Ganz aktuell entstehen wieder Debatten um das Mobbing auf den gängigen Social Media Plattformen. Blickt man auf seine eigene Schulzeit zurück, wird man ohne Zweifel auch schon in Berührung mit Schikanen und daraus resultierender psychischer Belastung gekommen sein.
So zieht sich das Mobbing von der Schullaufbahn bis in die Arbeitswelt und sorgt immer wieder für negative Gefühle bei den Betroffenen. Besonders auffällig dabei ist, wie gnadenlos und unbedacht gerade Kinder ihre Altersgenossen terrorisieren.

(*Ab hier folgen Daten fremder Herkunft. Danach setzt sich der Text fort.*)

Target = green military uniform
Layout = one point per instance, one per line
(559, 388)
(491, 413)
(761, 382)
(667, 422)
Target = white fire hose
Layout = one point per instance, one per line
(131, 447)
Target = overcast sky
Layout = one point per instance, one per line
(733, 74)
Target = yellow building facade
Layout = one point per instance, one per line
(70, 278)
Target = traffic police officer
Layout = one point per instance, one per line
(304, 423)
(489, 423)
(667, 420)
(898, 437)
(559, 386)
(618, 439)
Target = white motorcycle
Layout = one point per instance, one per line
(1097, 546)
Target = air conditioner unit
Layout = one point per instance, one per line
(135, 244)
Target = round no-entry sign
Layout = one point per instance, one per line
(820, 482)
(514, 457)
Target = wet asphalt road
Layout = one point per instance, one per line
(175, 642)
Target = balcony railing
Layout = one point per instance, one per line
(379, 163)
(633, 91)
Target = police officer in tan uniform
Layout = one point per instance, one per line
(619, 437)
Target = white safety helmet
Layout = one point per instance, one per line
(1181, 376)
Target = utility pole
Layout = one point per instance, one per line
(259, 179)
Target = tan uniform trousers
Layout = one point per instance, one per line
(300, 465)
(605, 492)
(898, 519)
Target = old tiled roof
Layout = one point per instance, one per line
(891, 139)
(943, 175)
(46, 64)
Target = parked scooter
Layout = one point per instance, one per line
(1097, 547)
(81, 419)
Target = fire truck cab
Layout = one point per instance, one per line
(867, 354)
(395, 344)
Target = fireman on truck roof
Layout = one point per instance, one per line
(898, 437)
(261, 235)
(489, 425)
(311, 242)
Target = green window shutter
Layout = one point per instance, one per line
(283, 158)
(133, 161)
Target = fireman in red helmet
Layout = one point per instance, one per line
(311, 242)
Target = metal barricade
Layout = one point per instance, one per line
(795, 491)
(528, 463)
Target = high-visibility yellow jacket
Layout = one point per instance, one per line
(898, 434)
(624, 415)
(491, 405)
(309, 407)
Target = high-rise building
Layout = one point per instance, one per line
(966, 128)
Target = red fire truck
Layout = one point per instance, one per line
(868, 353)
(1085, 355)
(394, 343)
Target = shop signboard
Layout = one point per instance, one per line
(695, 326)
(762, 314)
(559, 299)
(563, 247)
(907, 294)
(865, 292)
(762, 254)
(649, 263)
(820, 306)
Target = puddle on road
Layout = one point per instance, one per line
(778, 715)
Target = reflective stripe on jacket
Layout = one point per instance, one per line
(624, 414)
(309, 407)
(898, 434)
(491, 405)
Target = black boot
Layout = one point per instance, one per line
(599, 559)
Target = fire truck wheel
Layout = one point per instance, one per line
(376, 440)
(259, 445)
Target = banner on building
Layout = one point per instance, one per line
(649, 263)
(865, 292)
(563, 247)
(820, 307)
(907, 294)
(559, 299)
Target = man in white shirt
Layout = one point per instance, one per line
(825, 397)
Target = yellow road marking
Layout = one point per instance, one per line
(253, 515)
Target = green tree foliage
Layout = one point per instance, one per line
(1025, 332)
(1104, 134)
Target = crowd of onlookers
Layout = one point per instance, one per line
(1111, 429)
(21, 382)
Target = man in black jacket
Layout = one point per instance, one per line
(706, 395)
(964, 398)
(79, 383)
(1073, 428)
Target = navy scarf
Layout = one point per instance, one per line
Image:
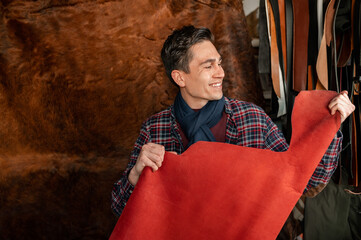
(196, 125)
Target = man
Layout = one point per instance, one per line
(201, 112)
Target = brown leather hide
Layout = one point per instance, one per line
(77, 78)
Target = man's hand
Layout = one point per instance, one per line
(342, 104)
(151, 155)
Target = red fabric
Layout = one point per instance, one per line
(222, 191)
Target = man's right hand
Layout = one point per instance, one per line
(151, 155)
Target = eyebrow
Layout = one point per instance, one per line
(211, 60)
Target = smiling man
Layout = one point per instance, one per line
(201, 113)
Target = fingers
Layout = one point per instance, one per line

Man könnte meinen, diese Gnadenlosigkeit ist hauptsächlich im Kinder- und Jugendalter zu erkennen, weil dort nicht über eventuelle Konsequenzen nachgedacht wird. Es könnte aber durchaus sein, dass man die Retourkutsche für seine Jugendsünden erhält, wenn man das einst gepiesackte Opfer zu einem späteren Zeitpunkt im Leben wieder trifft.
Bereits mollig geboren
Schon bei seiner Geburt ist Cheick Ahmed al-Hassan Sanou, genannt Biby, kein Winzling. Mit einem Kampfgewicht von fünf Kilogramm erblickt der Junge aus Burkina Faso im Jahr 1992 das Licht der Welt und hat schon dort mit Atemproblemen zu kämpfen.

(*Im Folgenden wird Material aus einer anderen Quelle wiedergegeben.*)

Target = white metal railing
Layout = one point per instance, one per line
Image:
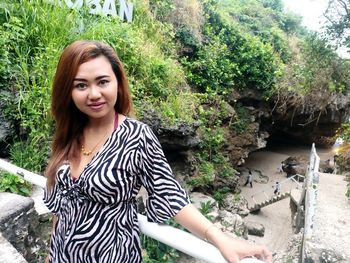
(310, 194)
(176, 238)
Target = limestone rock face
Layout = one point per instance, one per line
(233, 223)
(20, 225)
(255, 228)
(295, 165)
(176, 137)
(312, 118)
(235, 205)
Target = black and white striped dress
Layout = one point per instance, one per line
(97, 217)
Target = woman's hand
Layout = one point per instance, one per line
(235, 250)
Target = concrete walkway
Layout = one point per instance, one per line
(332, 220)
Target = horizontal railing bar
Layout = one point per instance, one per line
(176, 238)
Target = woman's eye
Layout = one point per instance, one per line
(104, 82)
(80, 86)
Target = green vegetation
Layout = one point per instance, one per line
(184, 59)
(14, 184)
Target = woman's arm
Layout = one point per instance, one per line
(54, 222)
(232, 249)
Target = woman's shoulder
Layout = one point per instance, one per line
(136, 123)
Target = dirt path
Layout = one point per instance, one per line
(276, 217)
(332, 219)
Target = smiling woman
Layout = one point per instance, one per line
(95, 88)
(92, 192)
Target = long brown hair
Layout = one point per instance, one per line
(70, 121)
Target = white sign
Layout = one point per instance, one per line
(106, 7)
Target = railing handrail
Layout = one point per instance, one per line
(168, 235)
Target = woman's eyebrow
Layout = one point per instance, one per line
(97, 78)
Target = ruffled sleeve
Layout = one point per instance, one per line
(53, 197)
(165, 195)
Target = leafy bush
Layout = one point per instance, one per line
(14, 184)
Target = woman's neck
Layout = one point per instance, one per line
(101, 124)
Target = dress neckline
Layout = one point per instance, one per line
(116, 129)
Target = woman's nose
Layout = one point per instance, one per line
(94, 93)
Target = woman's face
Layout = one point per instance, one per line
(95, 88)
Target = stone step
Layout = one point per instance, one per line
(267, 202)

Im Alter von fünf Jahren ist er größer als die Gleichaltrigen und weicht damit von der Norm ab. Ein gefundenes Fressen für die restlichen Kinder. So dauert es nicht lange und Cheick wird im Alter von neun Jahren das erste Mal zum Außenseiter.

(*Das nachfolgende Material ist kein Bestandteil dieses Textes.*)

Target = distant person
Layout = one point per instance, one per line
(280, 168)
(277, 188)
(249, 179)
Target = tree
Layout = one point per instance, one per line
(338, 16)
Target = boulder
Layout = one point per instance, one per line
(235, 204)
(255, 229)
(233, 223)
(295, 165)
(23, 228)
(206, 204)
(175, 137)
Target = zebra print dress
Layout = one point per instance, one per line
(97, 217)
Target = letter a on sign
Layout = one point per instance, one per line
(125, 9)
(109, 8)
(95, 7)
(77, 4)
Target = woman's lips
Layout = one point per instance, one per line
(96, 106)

Die Jungen beginnen ihn zu mobben, während ihm die Mädchen in seiner Schule kaum Beachtung schenken und eher die dünnen Klassenkameraden bevorzugen. Für den heranwachsenden Westafrikaner eine grauenvolle Erfahrung.
Ungeeignete Sportarten
Auch die sportlichen Interessen von Biby stimmen zunächst nicht mit seinem körperlichen Erscheinungsbild überein. Obwohl er die besten Voraussetzungen für jede Art von Kraftsport hat, möchte der Junge lieber Sprinter werden.
Dieser Plan löst sich in Luft auf, nachdem seine Mitschüler ihn liebevoll „Fat Boy“ taufen, weil sein kompletter Körper beim Versuch zu sprinten durch das Fett hin und her wackelt. Den Traum, irgendwann einmal ein Athlet zu sein, gibt er aber nicht auf.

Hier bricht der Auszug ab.